Mr. Walton's designs were featured in Broadway productions of Pippin, Chicago, Guys and Dolls, and more.

Tony Walton, a beloved Oscar, Emmy, and Tony Award-winning set and costume designer, has died of complications from a recent stroke. He was 87.

Mr. Walton was born on October 24, 1934 in Surrey, England. He began his career in 1957 with the stage design for Noël Coward's Conversation Piece, splitting his time between London and New York. In 1959, he married his childhood sweetheart, Julie Andrews, with whom he created the iconic aesthetics of Walt Disney's Mary Poppins. The pair divorced in 1968, but remained close friends.

Tony Walton

Mr. Walton received Tony awards for the original productions of Pippin and The House of Blue Leaves, as well as the 1992 revival of Guys and Dolls. He received Tony nominations for The Apple Tree, Chicago, A Day in Hollywood/A Night in the Ukraine, The Real Thing, The Front Page, Anything Goes, Lend Me a Tenor, Grand Hotel, The Will Rogers Follies, She Loves Me, Steel Pier and Uncle Vanya.

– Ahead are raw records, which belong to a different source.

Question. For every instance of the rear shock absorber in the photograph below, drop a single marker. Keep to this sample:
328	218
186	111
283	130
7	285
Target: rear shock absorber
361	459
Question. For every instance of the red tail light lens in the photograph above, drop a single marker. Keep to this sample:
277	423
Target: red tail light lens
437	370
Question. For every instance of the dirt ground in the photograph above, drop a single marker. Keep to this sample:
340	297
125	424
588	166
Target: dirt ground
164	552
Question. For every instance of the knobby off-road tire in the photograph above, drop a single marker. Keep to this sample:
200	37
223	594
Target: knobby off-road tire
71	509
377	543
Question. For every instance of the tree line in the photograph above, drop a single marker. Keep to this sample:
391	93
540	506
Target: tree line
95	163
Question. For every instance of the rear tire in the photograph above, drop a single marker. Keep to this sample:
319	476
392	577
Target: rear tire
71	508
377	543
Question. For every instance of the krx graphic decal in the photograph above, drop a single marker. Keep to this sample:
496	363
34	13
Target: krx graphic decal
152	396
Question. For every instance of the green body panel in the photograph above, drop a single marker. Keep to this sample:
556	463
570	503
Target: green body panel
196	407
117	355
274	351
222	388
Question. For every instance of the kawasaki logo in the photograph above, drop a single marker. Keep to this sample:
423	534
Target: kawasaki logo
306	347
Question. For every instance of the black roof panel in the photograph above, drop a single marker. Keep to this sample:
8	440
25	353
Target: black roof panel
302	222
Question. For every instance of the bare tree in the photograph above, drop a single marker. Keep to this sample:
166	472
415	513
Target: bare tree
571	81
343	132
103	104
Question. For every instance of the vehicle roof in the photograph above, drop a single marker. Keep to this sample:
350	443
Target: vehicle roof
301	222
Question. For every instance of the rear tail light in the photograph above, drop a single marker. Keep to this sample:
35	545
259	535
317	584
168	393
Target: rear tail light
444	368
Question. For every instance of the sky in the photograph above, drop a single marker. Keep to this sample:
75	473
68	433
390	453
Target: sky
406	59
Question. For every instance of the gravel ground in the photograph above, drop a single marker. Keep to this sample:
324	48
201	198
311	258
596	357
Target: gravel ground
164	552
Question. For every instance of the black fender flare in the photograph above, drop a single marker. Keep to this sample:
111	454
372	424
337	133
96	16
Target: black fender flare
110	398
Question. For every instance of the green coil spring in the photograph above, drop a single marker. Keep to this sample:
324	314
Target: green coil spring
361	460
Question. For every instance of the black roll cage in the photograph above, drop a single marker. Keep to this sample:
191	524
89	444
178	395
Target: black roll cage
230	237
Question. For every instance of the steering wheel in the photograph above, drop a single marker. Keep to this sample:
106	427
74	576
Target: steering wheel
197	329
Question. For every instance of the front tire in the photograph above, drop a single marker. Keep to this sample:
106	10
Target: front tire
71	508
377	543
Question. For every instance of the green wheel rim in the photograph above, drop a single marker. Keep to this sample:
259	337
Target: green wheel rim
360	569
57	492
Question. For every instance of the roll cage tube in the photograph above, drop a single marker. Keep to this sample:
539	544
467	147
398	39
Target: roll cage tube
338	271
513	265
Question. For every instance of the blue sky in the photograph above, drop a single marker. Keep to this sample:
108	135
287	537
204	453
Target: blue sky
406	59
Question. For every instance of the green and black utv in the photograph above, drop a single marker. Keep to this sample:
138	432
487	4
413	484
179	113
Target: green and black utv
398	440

Of his 20 films, Mary Poppins, The Boy Friend, The Wiz, and Murder on the Orient Express earned him five Academy Award nominations. He won the Oscar for production design of Bob Fosse’s All That Jazz, and won an Emmy Award for the 1985 televised film version of Death of a Salesman, starring Dustin Hoffman, Kate Reid, John Malkovich and Stephen Lang.

His final Broadway credit was the musical adaptation of A Tale of Two Cities in 2008. Mr. Walton was elected to the Theater Hall of Fame in 1991.

As a producer, Mr. Walton co-presented six plays and musicals in London, including three in association with Hal Prince.

His opera designs have been seen throughout Europe and America, including designs for London’s Theatre Royal Covent Garden and The Sadler’s Wells Opera Company. Among his many ballet designs were St. Louis Woman for Dance Theatre of Harlem at Lincoln Center, and Peter and the Wolf and Sleeping Beauty for American Ballet Theatre, as well as many ballets for the San Francisco Ballet Company.

In his later years, Mr. Walton added the title of director to his never ending list of credits, helming productions at New York’s Irish Rep, San Diego’s Old Globe, Sarasota’s Asolo Rep, East Hampton’s John Drew Theatre, and the Bay Street Theatre, which his daughter Emma Walton Hamilton co-founded.

Mr. Walton is survived by his wife, author Gen LeRoy Walton; daughters, Emma Walton Hamilton and Bridget LeRoy; and five grandchildren. A private service is planned in Sag Harbor, and a public celebration will be held in the coming weeks.